Along the Mississippi River, North of New Orleans, stands a new dock, nearly 1500 feet long. Until this month, it was mostly empty, but 12 concrete pedestals projected several feet above the dock. Each pedestal holds 12 steel bars, in a precise pattern, projecting vertically for a couple feet. 

3D Imaging Services scan of shiploader pedestals.

Seven-hundred miles away, three steel towers grew to more than the height of four-story buildings. The feet of each tower must be precisely built so that the tower can be lifted and secured on the pedestals in Louisiana. Also, each tower foot contains 12 machined holes that must precisely match the dimensions and patterns of the steel bars on the docks. Moreover, once installed, the tops of the towers must be dead level. But no person may be on the towers as they are set in place. Installation of the towers requires a team of 40 engineers and mechanics and a crane that costs $30,000 per day. How do you ensure that all 144 machined holes will exactly fit the 144 steel bars waiting 700 miles away?

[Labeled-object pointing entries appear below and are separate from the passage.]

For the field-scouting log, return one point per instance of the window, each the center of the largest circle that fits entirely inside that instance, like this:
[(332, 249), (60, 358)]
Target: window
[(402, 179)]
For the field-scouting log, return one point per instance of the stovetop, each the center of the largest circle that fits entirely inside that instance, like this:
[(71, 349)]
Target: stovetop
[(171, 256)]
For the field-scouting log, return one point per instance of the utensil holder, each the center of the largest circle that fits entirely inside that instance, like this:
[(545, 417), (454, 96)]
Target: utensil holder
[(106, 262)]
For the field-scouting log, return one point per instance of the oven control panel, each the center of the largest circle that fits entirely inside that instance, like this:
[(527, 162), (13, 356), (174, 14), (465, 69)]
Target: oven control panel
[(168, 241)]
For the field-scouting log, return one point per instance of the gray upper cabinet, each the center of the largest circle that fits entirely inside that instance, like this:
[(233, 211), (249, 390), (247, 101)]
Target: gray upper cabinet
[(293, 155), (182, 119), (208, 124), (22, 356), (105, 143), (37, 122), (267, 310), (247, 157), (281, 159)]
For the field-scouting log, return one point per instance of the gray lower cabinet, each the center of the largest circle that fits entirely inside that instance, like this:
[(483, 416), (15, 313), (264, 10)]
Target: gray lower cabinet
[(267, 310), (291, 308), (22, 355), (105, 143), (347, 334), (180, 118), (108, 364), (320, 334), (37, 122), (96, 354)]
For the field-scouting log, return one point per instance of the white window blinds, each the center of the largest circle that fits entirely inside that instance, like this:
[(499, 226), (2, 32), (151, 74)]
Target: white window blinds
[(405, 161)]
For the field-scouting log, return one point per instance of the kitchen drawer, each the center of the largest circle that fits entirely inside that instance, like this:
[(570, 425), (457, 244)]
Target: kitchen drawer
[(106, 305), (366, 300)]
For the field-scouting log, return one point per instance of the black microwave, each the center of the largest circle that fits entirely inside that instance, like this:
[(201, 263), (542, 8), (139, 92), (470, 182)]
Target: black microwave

The potential for costly errors is both obvious and unnerving. 

Installation of shiploader structures.

3D Imaging Services used laser scanners to measure the dock, the pedestals, and steel bars on the Mississippi River, and we measured the towers while they were still being built in Florida. We identified errors that would have prevented two of the towers from being set in place; the steel company made corrections before the towers were shipped across the Gulf by barge. 

Mississippi River shiploader installation.

In Florida, 3DIS also made specific measurements of the completed towers so that they could be positioned with the tops exactly level even though no one was on the towers until they were secured. Savings to the owner totaled more than $300,000 and more than two weeks of delay on the project site.